Continuing to read The Painter and The Photograph. It is interesting to see how many prominent artists of the day used the mechanical image to paint from. This action was far more prevalent than I ever imagined. So as I delve deeper into the course, I become more and more at ease with appropriation. Looking at it from the point of being a catalyst that sparks the creative process, I have become more at ease with it. Over this module, I have appropriated and the more I did it, I came to realise that it is a very small part of the creative process, and by the end of the work, it is so far removed from my work it’s barely worth mentioning.
I do love painting, but one of those plastic arts that takes a lot of time, and has to be a vocation of sorts, as is photography and film-making for me. It is in my life daily in one form or another. However, I am interested in making my images painterly, maybe this is my attraction to painting, I am figuring a way to include or incorporate it into my images.
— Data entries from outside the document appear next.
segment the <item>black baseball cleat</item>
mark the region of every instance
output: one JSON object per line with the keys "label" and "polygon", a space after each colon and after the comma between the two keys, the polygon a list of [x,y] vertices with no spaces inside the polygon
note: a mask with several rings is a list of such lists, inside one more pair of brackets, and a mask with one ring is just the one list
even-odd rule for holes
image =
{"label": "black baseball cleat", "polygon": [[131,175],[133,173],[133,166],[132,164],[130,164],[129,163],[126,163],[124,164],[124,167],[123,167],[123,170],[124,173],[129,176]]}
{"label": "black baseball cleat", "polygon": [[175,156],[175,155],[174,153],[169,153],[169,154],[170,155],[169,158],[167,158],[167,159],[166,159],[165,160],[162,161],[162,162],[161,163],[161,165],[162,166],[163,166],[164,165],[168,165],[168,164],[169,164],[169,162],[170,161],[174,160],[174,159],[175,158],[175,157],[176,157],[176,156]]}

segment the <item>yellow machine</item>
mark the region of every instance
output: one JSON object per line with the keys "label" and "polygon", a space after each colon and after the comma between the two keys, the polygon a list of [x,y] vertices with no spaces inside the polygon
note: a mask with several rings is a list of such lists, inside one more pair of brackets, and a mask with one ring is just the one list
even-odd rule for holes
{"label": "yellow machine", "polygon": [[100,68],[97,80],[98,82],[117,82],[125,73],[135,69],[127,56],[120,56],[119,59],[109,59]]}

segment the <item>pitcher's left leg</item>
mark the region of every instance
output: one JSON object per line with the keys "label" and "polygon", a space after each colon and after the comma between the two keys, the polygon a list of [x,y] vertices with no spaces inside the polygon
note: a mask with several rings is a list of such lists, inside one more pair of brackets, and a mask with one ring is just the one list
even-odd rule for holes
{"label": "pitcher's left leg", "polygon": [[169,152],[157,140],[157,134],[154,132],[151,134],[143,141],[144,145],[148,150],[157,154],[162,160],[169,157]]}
Watched a very interesting video by a photographer’s work I really like. Aaron Siskind. He did a lot of figurative abstract photography, “Find in nature what can be made into a picture.” That is, he used images from the real world and photographed them in such a way that they looked almost other worldly. For a brief time he was also enamoured by painters and incorporated that into his work. Particularly the work of Franz Kline. ‘Broad strokes and overpainting.’ After a while he gave it up and pursued his own work. He also made more aware of ‘looking’ around carefully, also, that the making of an image did not end with taking an image. One point that stood out about Klines work, was that he never experimented with figurative elements and he painted predominantly in black and white.
The Painter and The Photograph. Van Deren, Coke. The University of New Mexico Press.